Is there any way to help on this issue?

drwetter commented 3 weeks ago

Hi @dcooper16 ,

at a certain point (few weeks) I'd like to release the 3.2 once the remaining problems are squashed . I ´d love to see the work you've done included. Last but not least as you know the first 3 PQ encryption standards were finalized.

Do you think you can help here with a PR?

dcooper16 commented 3 weeks ago

Hi @drwetter,

I don't think the work that I've done on this should be included in 3.2. First, it is very incomplete. More importantly, I don't think it will be of much use. Cloudflare has indicated that in the coming weeks they will be disabling support for the two code points that https://github.com/dcooper16/testssl.sh/tree/TLS_ECDHE_HSS_WITH_AES_256_GCM_SHA384 detects. They will also more generally be phasing out the use of code points that are based on the draft versions of Kyber.
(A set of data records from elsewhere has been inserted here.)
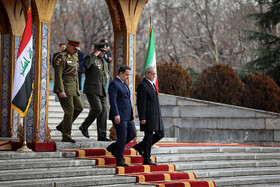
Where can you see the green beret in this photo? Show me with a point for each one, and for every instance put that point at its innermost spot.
(75, 43)
(101, 46)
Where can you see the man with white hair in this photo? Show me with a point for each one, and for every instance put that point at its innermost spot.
(149, 115)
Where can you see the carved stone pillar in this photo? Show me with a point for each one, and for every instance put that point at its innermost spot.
(13, 19)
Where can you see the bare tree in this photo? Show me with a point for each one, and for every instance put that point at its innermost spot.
(83, 20)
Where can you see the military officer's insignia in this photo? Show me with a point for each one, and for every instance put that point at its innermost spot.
(58, 61)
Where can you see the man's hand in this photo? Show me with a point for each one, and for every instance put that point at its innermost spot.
(143, 122)
(117, 119)
(62, 95)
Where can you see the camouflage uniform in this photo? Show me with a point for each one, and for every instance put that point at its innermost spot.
(66, 80)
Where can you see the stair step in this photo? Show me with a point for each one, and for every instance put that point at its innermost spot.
(235, 172)
(225, 164)
(43, 163)
(246, 180)
(217, 157)
(24, 174)
(8, 155)
(73, 181)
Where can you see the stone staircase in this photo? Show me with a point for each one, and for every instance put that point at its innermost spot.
(226, 166)
(55, 116)
(54, 169)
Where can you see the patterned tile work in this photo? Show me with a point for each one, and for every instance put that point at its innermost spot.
(131, 65)
(5, 83)
(16, 115)
(30, 113)
(44, 74)
(120, 42)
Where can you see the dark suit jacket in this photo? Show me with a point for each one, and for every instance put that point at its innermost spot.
(148, 107)
(119, 98)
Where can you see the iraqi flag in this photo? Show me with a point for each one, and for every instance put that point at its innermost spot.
(151, 54)
(23, 79)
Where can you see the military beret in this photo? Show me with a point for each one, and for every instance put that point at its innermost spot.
(101, 46)
(75, 43)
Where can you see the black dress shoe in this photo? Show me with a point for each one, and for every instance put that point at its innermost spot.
(137, 148)
(103, 139)
(111, 150)
(121, 163)
(68, 140)
(84, 131)
(58, 128)
(148, 162)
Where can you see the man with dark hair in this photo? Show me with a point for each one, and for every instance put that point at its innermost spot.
(96, 72)
(67, 88)
(107, 55)
(149, 115)
(121, 114)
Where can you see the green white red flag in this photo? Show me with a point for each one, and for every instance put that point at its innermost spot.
(151, 54)
(23, 78)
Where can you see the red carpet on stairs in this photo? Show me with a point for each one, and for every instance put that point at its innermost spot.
(160, 175)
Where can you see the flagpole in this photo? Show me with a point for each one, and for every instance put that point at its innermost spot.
(24, 148)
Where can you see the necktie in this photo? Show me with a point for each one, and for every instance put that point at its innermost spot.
(126, 87)
(155, 87)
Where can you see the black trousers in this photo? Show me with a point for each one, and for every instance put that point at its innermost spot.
(125, 131)
(97, 110)
(150, 138)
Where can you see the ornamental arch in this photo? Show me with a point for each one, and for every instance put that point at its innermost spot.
(125, 15)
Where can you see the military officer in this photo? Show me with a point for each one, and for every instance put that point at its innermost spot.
(66, 86)
(96, 72)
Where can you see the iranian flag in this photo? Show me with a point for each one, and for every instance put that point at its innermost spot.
(23, 81)
(151, 54)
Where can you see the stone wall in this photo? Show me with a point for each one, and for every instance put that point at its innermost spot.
(192, 120)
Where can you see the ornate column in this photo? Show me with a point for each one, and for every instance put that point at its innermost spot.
(12, 23)
(125, 15)
(37, 116)
(13, 19)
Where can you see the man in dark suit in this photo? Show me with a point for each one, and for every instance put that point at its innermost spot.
(121, 113)
(149, 115)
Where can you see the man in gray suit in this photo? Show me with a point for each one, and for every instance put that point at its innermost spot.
(96, 72)
(149, 115)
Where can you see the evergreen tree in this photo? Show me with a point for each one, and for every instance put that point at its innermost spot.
(268, 52)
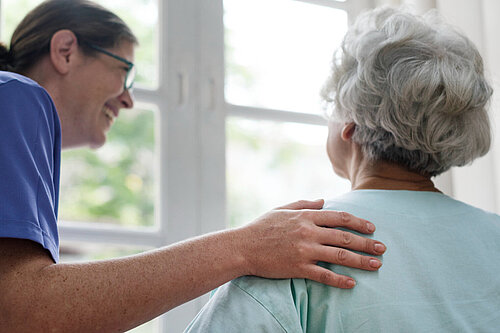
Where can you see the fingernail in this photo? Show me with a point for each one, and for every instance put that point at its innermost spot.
(375, 263)
(379, 247)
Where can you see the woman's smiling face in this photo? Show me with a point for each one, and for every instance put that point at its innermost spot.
(97, 96)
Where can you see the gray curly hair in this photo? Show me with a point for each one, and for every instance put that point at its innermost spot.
(415, 89)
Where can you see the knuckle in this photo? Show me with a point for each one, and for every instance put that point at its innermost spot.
(364, 261)
(325, 277)
(369, 246)
(346, 238)
(304, 231)
(345, 218)
(341, 255)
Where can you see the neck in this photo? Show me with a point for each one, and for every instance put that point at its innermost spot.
(365, 174)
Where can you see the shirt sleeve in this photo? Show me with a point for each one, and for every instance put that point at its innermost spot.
(29, 165)
(231, 309)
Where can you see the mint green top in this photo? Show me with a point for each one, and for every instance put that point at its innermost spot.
(441, 273)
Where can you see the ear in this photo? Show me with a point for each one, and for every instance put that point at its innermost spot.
(63, 49)
(348, 131)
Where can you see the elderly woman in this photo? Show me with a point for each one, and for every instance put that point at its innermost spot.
(408, 96)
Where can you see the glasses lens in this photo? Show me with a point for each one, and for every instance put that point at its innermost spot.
(129, 82)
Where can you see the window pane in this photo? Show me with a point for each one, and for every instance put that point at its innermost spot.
(278, 52)
(115, 183)
(143, 21)
(270, 164)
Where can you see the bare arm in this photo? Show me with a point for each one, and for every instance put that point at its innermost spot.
(115, 295)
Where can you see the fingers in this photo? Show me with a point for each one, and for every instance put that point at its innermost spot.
(348, 240)
(325, 276)
(347, 258)
(304, 204)
(333, 219)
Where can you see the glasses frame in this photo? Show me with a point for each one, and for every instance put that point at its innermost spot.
(130, 65)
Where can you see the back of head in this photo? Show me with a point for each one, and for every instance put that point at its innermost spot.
(415, 89)
(91, 23)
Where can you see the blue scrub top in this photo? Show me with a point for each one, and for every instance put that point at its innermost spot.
(30, 149)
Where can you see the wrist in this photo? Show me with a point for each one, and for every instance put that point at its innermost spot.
(242, 241)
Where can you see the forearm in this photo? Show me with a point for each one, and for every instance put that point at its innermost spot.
(115, 295)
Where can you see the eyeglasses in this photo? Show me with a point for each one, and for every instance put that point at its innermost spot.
(130, 77)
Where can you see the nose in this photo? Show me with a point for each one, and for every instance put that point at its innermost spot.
(126, 99)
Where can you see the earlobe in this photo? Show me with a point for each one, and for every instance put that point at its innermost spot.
(63, 47)
(348, 131)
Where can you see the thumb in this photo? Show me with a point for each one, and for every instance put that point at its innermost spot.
(304, 204)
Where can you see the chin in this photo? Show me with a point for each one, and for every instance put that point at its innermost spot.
(97, 142)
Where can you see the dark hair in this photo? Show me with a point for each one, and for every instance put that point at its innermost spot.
(90, 22)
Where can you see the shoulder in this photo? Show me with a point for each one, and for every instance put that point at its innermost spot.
(24, 102)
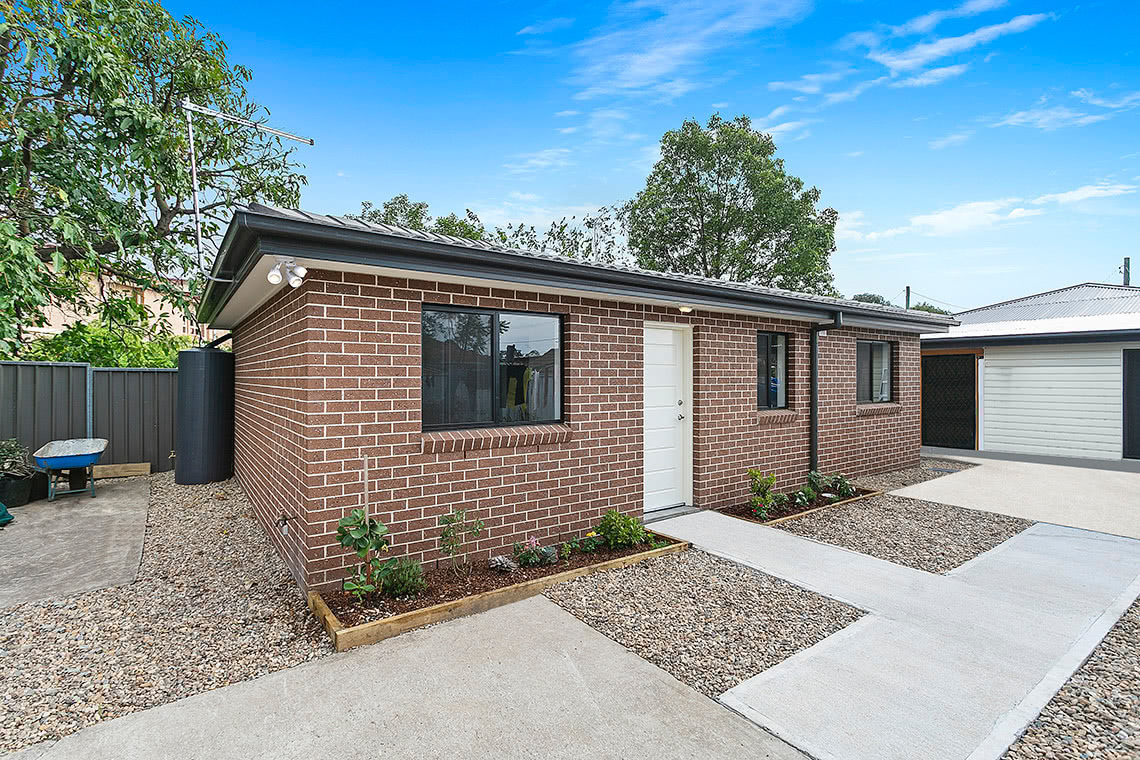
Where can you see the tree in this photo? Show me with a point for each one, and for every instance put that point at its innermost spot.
(94, 156)
(594, 238)
(719, 204)
(871, 297)
(923, 305)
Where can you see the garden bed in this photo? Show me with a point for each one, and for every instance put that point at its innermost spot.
(792, 511)
(449, 596)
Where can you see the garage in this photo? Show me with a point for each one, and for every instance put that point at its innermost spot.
(1056, 374)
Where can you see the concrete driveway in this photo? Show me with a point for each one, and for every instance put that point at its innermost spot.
(526, 680)
(74, 544)
(1080, 497)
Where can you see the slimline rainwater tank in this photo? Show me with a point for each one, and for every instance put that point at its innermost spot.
(204, 446)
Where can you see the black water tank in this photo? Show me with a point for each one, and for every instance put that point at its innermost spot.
(204, 446)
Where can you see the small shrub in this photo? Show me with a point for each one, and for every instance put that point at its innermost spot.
(406, 579)
(367, 537)
(619, 530)
(531, 554)
(457, 531)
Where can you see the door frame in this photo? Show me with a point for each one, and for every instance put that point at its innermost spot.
(686, 428)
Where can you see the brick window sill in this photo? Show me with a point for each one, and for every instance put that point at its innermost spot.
(494, 438)
(878, 409)
(771, 417)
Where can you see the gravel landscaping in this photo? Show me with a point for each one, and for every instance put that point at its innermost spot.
(928, 468)
(212, 605)
(1097, 713)
(922, 534)
(709, 622)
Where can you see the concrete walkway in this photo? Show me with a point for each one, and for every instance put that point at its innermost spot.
(945, 667)
(74, 544)
(526, 680)
(1081, 497)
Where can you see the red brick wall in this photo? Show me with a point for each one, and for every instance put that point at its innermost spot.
(330, 373)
My guess is that others will be doing the same.

I was hoping to find some time to work on detecting use of post-quantum key exchange once implementations were in place based on the final versions of the standards. I see that draft-kwiatkowski-tls-ecdhe-mlkem defines two code points for use of ML-KEM in hybrid mode (Cloudflare mentions that they are planning to support one of them). However, I haven't been following the IETF TLS WG closely, so I can't say whether it is too early to know if these code points will be among the set of "final" code points for post-quantum key exchange.

Maybe once the situation is more settled, any necessary changes could be backported for the 3.2 branch, so that they could be included in a point release.

ghen2 commented 2 weeks ago

Maybe it's also interesting to add a Chrome 124+ handshake simulation that uses this key exchange (0x6399 currently, or 0x11ec soon).

ghen2 commented 1 week ago

FWIW Google servers are now supporting both 0x6399 x25519_kyber768 (draft) and 0x11ec x25519_mlkem768 (final). Firefox nightly switched from the former to the latter, Chrome too will switch soon.